There was a pause. When Viola spoke again the anger was gone.
“If you don’t return that jar, you are going to be more than sorry. I promise you that.”
I am an African womanist of vengeful extraction, said Doctor Renfield.
“Do you understand?” said Viola, not waiting for an answer. “I saw her first.”
The phone went dead.
“That’s where you’re wrong, Viola,” said Joanna to the empty study. She was shaking. She had to try a few times before she could plug the charger into her phone.
“Finders, keepers. What are you going to do? Report me to the police? Or fire me from my stupid job?”
Joanna got up and made her way to the little room off the kitchen, turning on the pantry light. She couldn’t think about Jan now. She would deal with him in the morning. At some level she had been expecting this. All she could muster up when she thought of him was exhaustion and wonder. Was it really Devi? Who called him Long John and laughed?
Her lovely groceries were arranged in rows, stored according to food group and frequency of use. They smelled of all the things she meant to do. For the first time in two years she didn’t want to eat. When she thought of the seven waiting Bounty bars on the top shelf, the lid of her stomach opened in revolt.

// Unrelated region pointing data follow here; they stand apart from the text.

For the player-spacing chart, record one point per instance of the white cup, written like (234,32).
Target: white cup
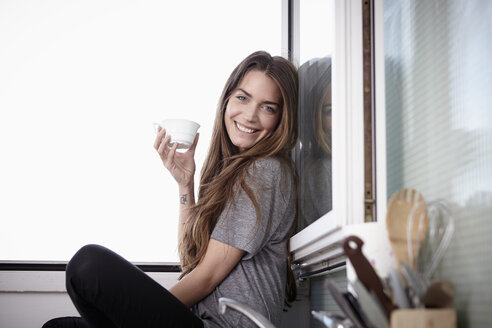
(181,131)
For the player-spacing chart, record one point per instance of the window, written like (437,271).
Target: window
(80,85)
(340,37)
(439,130)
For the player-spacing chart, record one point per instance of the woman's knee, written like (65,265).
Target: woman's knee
(85,262)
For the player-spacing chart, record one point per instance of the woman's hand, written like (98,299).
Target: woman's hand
(180,165)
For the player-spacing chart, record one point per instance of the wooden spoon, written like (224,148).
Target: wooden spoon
(400,206)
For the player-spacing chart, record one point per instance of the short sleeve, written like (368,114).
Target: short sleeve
(238,225)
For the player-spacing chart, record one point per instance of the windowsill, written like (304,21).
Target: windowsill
(54,281)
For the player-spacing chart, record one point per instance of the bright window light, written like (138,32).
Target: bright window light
(81,83)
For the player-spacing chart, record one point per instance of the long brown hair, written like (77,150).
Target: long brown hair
(225,163)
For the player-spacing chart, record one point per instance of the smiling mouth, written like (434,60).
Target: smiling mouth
(242,128)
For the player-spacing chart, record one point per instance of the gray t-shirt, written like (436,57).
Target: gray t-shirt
(259,279)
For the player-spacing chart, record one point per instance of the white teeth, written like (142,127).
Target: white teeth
(244,129)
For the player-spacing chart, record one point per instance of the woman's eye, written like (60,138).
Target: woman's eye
(269,109)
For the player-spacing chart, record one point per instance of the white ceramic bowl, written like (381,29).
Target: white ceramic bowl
(181,131)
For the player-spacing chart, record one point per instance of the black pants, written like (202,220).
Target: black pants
(109,291)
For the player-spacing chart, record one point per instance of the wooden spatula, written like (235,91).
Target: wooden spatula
(400,206)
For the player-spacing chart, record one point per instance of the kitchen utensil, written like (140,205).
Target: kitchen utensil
(354,303)
(399,293)
(415,284)
(440,231)
(370,306)
(400,206)
(343,304)
(440,294)
(352,247)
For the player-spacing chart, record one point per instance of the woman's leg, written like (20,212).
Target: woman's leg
(109,291)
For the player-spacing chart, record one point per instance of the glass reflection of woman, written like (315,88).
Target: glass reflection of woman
(315,156)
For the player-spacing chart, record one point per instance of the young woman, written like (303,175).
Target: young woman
(233,240)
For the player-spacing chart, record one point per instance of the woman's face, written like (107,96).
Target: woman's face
(253,110)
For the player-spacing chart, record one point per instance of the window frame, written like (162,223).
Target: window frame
(316,248)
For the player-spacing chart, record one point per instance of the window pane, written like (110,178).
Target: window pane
(314,160)
(81,83)
(439,130)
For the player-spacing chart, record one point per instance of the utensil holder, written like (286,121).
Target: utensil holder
(423,318)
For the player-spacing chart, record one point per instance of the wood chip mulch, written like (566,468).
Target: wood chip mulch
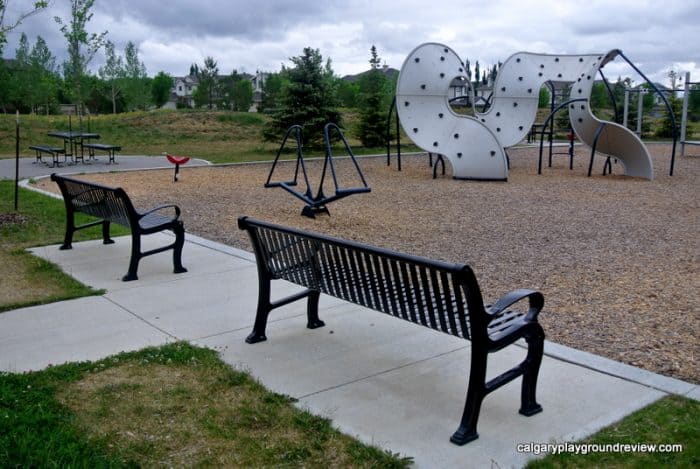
(616,257)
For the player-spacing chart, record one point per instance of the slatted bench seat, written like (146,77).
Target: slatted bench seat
(55,152)
(110,149)
(441,296)
(113,205)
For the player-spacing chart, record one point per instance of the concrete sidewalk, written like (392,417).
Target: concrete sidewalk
(29,168)
(385,381)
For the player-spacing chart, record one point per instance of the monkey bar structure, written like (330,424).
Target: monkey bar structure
(476,145)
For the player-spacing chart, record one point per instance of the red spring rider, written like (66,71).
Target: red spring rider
(177,161)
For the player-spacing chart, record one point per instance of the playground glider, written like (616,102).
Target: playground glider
(476,145)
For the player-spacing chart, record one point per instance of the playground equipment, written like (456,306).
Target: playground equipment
(316,203)
(177,161)
(684,116)
(476,145)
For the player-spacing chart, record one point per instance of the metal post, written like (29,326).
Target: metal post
(684,114)
(640,112)
(17,162)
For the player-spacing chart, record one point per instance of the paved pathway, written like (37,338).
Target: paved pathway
(385,381)
(29,168)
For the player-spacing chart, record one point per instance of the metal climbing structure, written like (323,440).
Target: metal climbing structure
(476,145)
(317,203)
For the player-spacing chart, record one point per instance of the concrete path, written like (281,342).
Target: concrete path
(29,168)
(385,381)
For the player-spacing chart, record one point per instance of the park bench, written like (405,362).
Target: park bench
(55,152)
(442,296)
(113,205)
(110,149)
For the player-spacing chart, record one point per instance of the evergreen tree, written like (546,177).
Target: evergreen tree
(308,99)
(113,73)
(207,91)
(137,84)
(666,129)
(271,92)
(372,128)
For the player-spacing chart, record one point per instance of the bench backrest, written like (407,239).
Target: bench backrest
(442,296)
(94,199)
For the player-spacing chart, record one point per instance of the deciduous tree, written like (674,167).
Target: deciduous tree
(308,99)
(160,88)
(82,47)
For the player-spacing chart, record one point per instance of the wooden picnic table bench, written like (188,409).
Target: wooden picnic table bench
(113,205)
(107,147)
(55,152)
(442,296)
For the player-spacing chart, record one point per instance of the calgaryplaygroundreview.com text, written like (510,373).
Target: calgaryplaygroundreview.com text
(585,448)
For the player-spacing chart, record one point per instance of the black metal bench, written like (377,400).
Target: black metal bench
(55,152)
(441,296)
(113,205)
(110,149)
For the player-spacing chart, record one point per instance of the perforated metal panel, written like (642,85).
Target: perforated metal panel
(424,112)
(474,146)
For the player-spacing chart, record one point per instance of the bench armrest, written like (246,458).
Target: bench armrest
(512,297)
(161,207)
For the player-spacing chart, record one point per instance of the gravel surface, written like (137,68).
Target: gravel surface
(616,257)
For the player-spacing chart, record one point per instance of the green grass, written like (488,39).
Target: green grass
(28,280)
(672,420)
(111,413)
(218,136)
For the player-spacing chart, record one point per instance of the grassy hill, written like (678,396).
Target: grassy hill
(218,136)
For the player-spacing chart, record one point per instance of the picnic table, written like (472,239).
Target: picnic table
(71,140)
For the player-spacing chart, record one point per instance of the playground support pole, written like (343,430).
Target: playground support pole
(17,161)
(684,113)
(640,110)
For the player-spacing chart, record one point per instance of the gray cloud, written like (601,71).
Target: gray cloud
(252,35)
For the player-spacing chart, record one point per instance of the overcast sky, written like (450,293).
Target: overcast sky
(262,35)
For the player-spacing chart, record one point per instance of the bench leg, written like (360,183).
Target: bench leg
(70,229)
(264,308)
(135,258)
(475,396)
(535,350)
(313,322)
(105,233)
(179,231)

Carefully, Joanna reached up behind them and felt for the jar. It was undisturbed. Why wouldn’t it be?
She held the bottle against her chest. Was it her imagination or was the glass warm? Maybe her hands were just hot.
She turned off all the lights in the house and felt her way down the passage to the main bedroom, where Jan’s snores made a small and tuneless music against the rain.

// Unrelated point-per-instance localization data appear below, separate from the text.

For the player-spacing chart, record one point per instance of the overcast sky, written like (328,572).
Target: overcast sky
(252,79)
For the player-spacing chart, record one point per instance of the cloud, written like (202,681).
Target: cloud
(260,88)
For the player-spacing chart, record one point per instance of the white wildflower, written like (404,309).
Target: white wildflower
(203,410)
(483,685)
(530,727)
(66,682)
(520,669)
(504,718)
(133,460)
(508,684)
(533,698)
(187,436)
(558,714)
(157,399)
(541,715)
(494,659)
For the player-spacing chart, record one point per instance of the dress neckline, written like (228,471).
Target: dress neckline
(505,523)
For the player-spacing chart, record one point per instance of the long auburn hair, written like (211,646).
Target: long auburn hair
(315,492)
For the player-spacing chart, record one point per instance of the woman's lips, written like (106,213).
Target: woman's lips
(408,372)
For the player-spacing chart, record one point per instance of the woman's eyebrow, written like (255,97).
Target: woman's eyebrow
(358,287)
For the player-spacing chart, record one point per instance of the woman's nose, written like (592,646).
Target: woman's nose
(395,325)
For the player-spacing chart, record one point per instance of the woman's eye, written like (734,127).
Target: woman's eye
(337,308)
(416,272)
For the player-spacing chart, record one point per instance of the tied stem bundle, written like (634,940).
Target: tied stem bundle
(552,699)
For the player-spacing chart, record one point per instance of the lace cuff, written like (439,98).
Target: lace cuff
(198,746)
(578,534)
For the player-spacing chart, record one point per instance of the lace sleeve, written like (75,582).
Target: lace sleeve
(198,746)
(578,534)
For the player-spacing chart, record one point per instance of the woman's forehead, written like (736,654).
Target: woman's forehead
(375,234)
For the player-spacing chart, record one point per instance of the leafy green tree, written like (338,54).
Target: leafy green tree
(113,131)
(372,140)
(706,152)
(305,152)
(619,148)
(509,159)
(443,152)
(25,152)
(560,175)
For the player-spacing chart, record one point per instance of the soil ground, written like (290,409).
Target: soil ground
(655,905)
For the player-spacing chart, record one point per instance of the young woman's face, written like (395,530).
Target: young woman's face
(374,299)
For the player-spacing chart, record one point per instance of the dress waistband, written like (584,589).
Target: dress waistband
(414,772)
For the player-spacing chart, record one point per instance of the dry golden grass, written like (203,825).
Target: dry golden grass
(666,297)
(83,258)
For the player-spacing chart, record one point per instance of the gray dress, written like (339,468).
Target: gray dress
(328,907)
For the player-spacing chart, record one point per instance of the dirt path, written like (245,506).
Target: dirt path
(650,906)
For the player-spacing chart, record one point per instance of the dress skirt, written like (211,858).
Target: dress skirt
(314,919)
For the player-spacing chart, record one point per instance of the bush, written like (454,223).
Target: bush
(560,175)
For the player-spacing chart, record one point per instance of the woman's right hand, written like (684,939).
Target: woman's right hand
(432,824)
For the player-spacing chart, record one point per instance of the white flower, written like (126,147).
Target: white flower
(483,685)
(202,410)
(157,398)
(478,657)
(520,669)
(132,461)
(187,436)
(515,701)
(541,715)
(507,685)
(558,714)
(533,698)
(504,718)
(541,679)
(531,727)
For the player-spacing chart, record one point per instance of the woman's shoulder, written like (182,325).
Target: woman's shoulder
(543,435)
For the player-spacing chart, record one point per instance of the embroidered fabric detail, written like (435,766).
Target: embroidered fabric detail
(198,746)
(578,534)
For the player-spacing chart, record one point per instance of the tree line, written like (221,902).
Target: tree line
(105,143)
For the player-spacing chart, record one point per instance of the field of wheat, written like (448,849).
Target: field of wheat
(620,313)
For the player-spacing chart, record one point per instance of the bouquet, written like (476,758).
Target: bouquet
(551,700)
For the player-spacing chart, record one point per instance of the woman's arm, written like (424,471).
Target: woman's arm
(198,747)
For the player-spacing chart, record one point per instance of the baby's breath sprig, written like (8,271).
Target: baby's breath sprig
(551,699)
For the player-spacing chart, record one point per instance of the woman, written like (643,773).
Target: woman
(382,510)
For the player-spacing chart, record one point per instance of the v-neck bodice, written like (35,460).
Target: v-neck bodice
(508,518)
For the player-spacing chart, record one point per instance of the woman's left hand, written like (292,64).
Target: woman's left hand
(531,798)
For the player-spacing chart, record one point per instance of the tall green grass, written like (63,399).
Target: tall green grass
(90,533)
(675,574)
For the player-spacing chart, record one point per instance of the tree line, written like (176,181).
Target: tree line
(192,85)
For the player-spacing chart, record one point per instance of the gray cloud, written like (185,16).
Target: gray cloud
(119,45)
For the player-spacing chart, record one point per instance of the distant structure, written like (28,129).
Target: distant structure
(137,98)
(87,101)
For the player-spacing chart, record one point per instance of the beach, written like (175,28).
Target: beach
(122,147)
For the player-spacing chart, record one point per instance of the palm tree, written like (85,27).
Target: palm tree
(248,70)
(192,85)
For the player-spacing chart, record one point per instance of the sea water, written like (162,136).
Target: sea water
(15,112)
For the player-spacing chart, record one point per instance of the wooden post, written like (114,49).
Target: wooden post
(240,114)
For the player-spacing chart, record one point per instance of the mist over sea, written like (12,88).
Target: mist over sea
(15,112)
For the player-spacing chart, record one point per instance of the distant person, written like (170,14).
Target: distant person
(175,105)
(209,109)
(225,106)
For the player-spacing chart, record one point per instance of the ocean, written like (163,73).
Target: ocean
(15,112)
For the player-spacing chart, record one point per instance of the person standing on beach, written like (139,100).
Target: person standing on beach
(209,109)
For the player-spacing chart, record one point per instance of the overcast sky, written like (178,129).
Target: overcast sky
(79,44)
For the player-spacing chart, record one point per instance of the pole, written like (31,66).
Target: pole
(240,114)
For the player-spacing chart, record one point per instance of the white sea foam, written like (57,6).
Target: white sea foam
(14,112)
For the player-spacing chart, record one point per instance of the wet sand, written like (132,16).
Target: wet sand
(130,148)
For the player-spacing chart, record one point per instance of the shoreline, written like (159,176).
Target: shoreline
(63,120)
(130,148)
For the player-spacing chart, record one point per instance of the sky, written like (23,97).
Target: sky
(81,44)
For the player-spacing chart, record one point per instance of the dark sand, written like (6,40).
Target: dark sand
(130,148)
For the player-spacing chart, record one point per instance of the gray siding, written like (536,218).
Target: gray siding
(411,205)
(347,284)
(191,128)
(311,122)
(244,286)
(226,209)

But she couldn’t do it. She couldn’t get back into that bed beside him. Joanna cupped the bottle between her palms and crept back down the passage.
James’s door brushed silently against the carpet. She felt her way over to where he lay in the little bed. She couldn’t hear him breathing. Oh, God! Was he okay?
Joanna leaned down and put her ear to where she thought his mouth would be, but there was nothing. Then his curls brushed against her lips. Of course. He was on his front again, the blanket off, his bum in the air.
She reached down and tucked the jar under the pillow, against the wall. There. She half-expected it to pulse light, waking James like Tinkerbell trapped in a bell jar. He settled back on the pillow. He was sweating in his sleep; his hair was wet.
Joanna discarded her boxer shorts and then took her bra off through the sleeves of her T-shirt. She lay down next to James, with his smell of finger biscuits. She stretched out her arm and draped it over the mound he made. Her child: the only link to the ancestors she would ever have. The two of them lay together under the mosquito that helicoptered against the ceiling, but only one of them slept.